Accurate CD track points

I have a question about CD time markers. I’ll use Tom Petty’s “Full Moon Fever” as an example. It has an audio track between both “sides” of the album which jokes about how vinyl and cassette users would have to get up and flip the LP or tape over. The audio is in the pre-gap (index zero) before Track 6.

Standard (i.e. old) CD players would not play the clip if you programmed just Track 5 or Track 6, but you would hear it if you let Track 5 play straight through to Track 6. On my first CD player, after Track 5, you’d see Track 6 Index 0 along with the time code counting down (and you’d hear the humorous clip here) until the time reached zero, then it would change to Track 6 Index 1 and the next song would start.

Modern CD players seem to ignore this - they just include the clip as part of Track 5 - and WaveLab does the same. I think this is because the CD’s TOC only contains the starting point for every track. If I make an Audio Montage of the CD there is no marker where Track 5 actually ends, there is only a marker where Track 6 starts.

This becomes a more noticeable problem for a CD like Sigue Sigue Sputnik’s “Flaunt It” where the band sold ad space and put short commercials in the Index 0 gap between every song.

Is there a way to make WaveLab extract all the timing points from a CD? If not, does anyone know of software that would do this? It would be even better if the software could scan for where the index points are since I have a bunch of CDs with those as well.

I think Wavelab was able to do that with certain CD drives in the past.

Exact Audio Copy can do it with most any CD drive. Options for saving as wav files or continuous wav/cue.
With all indexes, 0 and 1.
From EAC: “By using the command “Detect Pre-Track Gaps” it is possible to detect all gap-lengths by reading the sub-channel information.”

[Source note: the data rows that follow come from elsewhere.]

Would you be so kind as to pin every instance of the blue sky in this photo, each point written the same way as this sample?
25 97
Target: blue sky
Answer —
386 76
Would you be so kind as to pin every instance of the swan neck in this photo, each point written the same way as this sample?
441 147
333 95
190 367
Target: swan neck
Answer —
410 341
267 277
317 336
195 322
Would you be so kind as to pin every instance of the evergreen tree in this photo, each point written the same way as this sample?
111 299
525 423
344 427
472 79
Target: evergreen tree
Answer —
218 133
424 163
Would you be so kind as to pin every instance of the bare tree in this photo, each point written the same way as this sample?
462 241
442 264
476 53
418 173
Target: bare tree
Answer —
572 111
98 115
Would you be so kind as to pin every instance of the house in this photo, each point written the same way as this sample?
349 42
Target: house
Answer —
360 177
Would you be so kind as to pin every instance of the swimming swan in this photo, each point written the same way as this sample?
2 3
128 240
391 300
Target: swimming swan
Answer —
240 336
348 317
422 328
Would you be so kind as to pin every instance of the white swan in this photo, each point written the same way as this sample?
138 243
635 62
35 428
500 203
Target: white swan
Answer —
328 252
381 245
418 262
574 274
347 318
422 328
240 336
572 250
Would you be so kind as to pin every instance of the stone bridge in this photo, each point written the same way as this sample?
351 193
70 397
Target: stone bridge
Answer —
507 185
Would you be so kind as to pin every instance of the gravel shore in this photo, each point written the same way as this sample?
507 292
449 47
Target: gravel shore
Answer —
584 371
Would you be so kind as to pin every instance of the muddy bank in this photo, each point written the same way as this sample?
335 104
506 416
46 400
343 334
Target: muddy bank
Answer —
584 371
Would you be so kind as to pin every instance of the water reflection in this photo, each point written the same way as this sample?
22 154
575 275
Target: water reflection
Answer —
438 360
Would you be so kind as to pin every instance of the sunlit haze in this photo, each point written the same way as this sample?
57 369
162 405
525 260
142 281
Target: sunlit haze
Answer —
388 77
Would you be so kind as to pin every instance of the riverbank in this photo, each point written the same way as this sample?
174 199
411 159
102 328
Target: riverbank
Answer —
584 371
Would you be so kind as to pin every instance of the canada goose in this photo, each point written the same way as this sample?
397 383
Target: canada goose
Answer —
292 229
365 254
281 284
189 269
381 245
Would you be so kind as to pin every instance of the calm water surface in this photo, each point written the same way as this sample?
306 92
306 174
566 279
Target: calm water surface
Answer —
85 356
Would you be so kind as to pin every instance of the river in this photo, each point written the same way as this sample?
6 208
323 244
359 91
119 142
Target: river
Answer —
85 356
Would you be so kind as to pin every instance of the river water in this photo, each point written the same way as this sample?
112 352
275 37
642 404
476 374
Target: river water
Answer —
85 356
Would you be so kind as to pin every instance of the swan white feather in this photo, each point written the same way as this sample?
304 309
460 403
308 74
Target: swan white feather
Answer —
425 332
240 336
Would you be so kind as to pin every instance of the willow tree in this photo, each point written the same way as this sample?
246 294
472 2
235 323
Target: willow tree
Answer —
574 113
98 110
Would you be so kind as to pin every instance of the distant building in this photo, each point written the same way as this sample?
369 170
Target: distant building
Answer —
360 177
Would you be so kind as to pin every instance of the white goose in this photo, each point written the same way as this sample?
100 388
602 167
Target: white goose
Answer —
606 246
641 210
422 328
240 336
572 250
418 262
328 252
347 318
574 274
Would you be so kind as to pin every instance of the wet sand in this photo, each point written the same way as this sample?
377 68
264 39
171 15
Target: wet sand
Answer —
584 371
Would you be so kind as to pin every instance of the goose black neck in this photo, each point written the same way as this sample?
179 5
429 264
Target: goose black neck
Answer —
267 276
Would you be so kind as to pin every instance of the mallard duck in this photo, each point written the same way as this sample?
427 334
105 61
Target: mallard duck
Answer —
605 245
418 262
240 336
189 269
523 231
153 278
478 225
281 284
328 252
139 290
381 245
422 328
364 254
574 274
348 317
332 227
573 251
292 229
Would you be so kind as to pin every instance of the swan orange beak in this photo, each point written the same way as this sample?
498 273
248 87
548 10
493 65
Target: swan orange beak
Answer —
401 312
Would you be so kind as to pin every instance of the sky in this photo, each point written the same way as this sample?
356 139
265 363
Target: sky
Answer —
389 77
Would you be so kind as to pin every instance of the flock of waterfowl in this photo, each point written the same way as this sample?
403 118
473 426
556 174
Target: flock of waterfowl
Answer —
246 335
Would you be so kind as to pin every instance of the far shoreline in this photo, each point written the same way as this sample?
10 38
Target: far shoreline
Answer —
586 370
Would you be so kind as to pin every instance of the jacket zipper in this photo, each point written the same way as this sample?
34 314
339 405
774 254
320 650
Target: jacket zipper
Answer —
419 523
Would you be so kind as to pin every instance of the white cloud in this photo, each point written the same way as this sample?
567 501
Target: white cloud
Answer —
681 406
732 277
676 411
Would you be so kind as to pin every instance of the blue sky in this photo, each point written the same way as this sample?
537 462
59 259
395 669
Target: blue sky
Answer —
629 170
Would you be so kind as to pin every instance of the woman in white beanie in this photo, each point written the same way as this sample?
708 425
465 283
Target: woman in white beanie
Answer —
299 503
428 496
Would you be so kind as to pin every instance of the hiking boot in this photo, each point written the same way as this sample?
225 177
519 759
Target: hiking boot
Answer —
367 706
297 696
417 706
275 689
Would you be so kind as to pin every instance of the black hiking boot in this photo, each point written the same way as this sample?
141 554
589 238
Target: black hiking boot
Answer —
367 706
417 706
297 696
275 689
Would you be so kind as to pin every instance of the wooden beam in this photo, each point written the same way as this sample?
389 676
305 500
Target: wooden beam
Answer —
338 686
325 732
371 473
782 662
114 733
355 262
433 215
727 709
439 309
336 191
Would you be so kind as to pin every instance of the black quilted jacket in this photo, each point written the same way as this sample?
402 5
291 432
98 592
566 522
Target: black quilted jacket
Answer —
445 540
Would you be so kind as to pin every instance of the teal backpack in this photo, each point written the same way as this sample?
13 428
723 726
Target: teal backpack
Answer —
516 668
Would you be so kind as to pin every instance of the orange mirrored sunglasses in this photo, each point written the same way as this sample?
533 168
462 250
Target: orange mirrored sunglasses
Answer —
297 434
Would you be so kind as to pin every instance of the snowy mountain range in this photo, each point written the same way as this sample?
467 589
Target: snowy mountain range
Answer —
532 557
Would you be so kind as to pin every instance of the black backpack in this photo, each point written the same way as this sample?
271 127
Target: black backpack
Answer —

If you’re on Mac you can use XLD, which has similar capability.

Audio in-pauses mode will do this if I remember right !?

even check pdf WL manual page 302-303

but you also need a good cd reader to grab the cd like the Plextor’s was
this days I’m not sure what to buy ?

regards S-EH

Audio in-pauses mode will do this if I remember right !?

It grabs the pause, but don’t set a marker at between the pause and the body.

Philippe

I don’t know about the players, but the CD Redbook spec absolutely has CD track Start and End markers - and WL still has them too. A general CD player reads the TOC info and uses this info to - for instance - be able to count down toward the end of the track. The TOC is written first, so in the old days if your burn failed you could end up with complete CD information for all tracks but only audio for part of the tracks.

In your montage example you should not use the CD Track Split marker, but the Track End and Start markers for Track 5 and 6. That way you can define the space inbetween differently and players will count down toward the actual start of Track 6 after passing the end marker of Track 5. Audio in Pauses should be used to burn like this. Very useful for live CDs (audience cheers and talk between tracks) - but beware of the effect if you want to render separate CD tracks for online or streaming use.

Years ago this was fun to do, but the way the iTunes, Spotify and the streaming services handle track markers, now we just have to put this hidden info at the end of the previous track and call it goo.

I’m sure WaveLab can still do it if you wanted to just for the CD format, but for the media player and streaming world, I do not think it’s really possible.

This is why I always use the CD Track Splice Markers in WaveLab instead of a proper end and start marker that can have a space between them, also known as negative time.

WaveLab recently added an option to include this negative time on the previous track or next track when rendering WAV/mp3 files of each track, but I just avoid this situation by using the CD Track Splice Markers which are brilliant.

If by that you mean Index 2 and up, I’m pretty sure EAC does that as well, from my past testing. You could test it by ripping the CD to continuous wav/cue in EAC, open the cue file in a text editor and see if the higher indexes show up.

But having said that about programs that do this with any drive, I don’t ever find the need to retrieve the index 0 location or index 2 and higher, and find the cd import in Wavelab to be perfectly fine for anything I need.